Tarih: 27.06.2011 |  Haberler
Bu zorbalığa razı olacak mıyız?

AKP, halk iradesine yönelik darbesine devam ediyor. BDP ağırlıklı Emek, Demokrasi ve Özgürlük Bloku listesinden Şanlıurfa milletvekili seçilen İbrahim Ayhan'ın ve Mardin milletvekili seçilen Gülser Yıldırım'ın tutukluğunu kaldırma talebi de bugün (26 Haziran 2011) reddedildi.

AKP, muhalif milletvekillerini hapiste tutmak için elinden geleni yapıyor. Ülkeyi seçimle, halk oyuyla, demokratik yöntemle değil; sermayenin, devletin ve dinin seçimsiz gücüyle yönettiğini gözümüze sokuyor. Yönetim ilkesi, insanları açlıkla terbiye etmek, baskı ve terörle yıldırmak, beyinlerini dogmalarla uyuşturmak ve yalanlarla yıkamak. AKP, işçi sınıfını, emekçileri, Kürt halkını aşağılıyor, onların oylarını çöpe atıyor; onların seçtiği milletvekillerini, sözcülerini gözünü kırpmadan siyasal ölüme yolluyor.

Ne var ki, halk iradesini katledenler, ne yaparlarsa yapsınlar, koskoca bir ülkeyi halk adına yönetemezler. Dünyanın hiçbir yerinde bu zorbalığa artık kimse razı olmaz. Tunus'tan ve Mısır'dan sonra, neoliberal karşıdevrimler döneminin ölü toprağını üzerinden atan ve hakkını sokaklarda, meydanlarda arayan işçilerin, emekçilerin, ezilen halkların yarattığı yeni devrimci dönemde, kapitalist oligarşilerin despotizmine kimse pabuç bırakmaz.

Sadece sosyalizmin ve devrimci demokrasinin değil, burjuvazinin çıkarlarına göre kötürümleştirilmiş liberal demokrasinin bile en temel kuralını (egemenlik halka aittir; siyasal yönetim halka dayanır; kimse kaynağını halktan almayan bir yönetim yetkisi kullanamaz; seçilenler yönetir, seçilmeyenler yönetemez) paramparça etmekte hiçbir sakınca görmeyen AKP, üstelik, bu gayrimeşru davranışını protesto eden kitleleri, bugün Şişli'de yaptığı gibi, gazlıyor, milletvekillerini yerlerde süründürüyor, apaçık haksızlığa uğradığını söylemek isteyen halkın ağzına kilit vuruyor.

Kısacası, 12 Eylül diktatörlüğünün mirasına konan ve bu mirası din dozunu gittikçe arttırarak geliştiren AKP rejiminde zulüm serbest, zulme uğradığını söylemek yasak.

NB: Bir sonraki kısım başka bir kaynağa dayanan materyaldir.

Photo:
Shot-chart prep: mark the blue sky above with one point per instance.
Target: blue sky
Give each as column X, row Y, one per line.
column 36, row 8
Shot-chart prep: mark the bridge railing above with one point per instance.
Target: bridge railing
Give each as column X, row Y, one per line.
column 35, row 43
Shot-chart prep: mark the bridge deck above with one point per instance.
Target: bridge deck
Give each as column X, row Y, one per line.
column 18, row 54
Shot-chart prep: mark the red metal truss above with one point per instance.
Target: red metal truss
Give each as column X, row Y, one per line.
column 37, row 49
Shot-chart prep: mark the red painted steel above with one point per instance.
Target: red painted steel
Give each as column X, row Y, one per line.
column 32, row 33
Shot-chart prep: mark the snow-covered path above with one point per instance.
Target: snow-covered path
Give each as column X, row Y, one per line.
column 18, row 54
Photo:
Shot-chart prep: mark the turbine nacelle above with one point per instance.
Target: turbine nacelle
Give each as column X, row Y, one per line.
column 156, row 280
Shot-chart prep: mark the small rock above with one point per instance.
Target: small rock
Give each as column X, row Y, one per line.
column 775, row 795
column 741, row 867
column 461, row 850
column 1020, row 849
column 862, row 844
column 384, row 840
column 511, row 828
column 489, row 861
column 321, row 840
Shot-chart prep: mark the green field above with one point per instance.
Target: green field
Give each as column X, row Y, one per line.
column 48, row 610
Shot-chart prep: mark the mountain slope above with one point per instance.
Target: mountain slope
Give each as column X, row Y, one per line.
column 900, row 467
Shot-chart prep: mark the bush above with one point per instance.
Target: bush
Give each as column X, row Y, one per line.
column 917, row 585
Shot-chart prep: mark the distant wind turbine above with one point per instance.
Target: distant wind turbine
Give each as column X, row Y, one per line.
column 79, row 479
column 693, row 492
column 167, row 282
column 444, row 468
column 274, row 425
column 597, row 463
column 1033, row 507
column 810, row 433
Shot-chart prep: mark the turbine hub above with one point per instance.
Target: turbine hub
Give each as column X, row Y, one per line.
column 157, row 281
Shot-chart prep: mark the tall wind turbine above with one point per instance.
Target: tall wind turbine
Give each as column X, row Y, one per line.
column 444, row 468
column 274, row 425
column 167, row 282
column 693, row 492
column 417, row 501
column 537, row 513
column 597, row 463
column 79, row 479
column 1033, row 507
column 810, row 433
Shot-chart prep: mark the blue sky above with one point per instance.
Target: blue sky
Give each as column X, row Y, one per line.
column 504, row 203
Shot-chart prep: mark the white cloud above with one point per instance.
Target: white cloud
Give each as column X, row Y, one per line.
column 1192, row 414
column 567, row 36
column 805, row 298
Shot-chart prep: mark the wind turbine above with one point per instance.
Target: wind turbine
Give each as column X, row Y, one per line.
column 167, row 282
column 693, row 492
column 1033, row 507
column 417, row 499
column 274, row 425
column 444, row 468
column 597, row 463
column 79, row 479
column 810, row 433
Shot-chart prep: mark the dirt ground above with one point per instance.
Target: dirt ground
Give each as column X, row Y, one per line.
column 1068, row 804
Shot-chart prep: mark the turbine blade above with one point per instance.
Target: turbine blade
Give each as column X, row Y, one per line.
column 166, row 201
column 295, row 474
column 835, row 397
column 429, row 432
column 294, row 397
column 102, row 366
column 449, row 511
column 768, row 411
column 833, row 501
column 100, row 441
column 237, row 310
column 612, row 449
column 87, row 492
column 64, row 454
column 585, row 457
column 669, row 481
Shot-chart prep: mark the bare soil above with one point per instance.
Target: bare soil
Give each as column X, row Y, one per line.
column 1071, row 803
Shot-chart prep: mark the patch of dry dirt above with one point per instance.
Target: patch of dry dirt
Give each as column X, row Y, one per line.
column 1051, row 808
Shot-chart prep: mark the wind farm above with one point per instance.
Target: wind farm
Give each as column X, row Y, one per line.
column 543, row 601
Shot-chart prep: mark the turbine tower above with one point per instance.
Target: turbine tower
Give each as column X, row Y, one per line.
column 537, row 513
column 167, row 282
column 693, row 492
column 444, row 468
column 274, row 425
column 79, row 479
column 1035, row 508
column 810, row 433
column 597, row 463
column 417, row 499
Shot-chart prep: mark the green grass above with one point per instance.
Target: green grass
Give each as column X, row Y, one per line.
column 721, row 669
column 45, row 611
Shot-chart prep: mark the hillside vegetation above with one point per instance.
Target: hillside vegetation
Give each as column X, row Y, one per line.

Ama işin tuhafı şu ki, irili ufaklı bütün AKP sözcüleri, bir de ileri demokratlık taslıyorlar.

Kerameti kendinden menkul bu ileri demokratlar, milletvekillerini siyasal ölüme mahkûm ettikleri, zulüm uyguladıkları ve aşağıladıkları bütün partilerin ağzına yalancı meme veriyorlar; onlara, bütün yaptıklarımızı sineye çekin, çünkü yeni anayasa yapacağız ve sizi de bu sürece katacağız diyorlar. AKP, yaptıklarının üstüne tüy dikiyor, herkesi düpedüz aptal yerine koyuyor.

AKP, kayıtsız şartsız halka ait olan egemenliği herkesin gözü önünde zor kullanarak gasbediyor. Dünyanın hiçbir yerinde kimsenin razı olmayacağı bu zorbalığa biz razı olacak mıyız?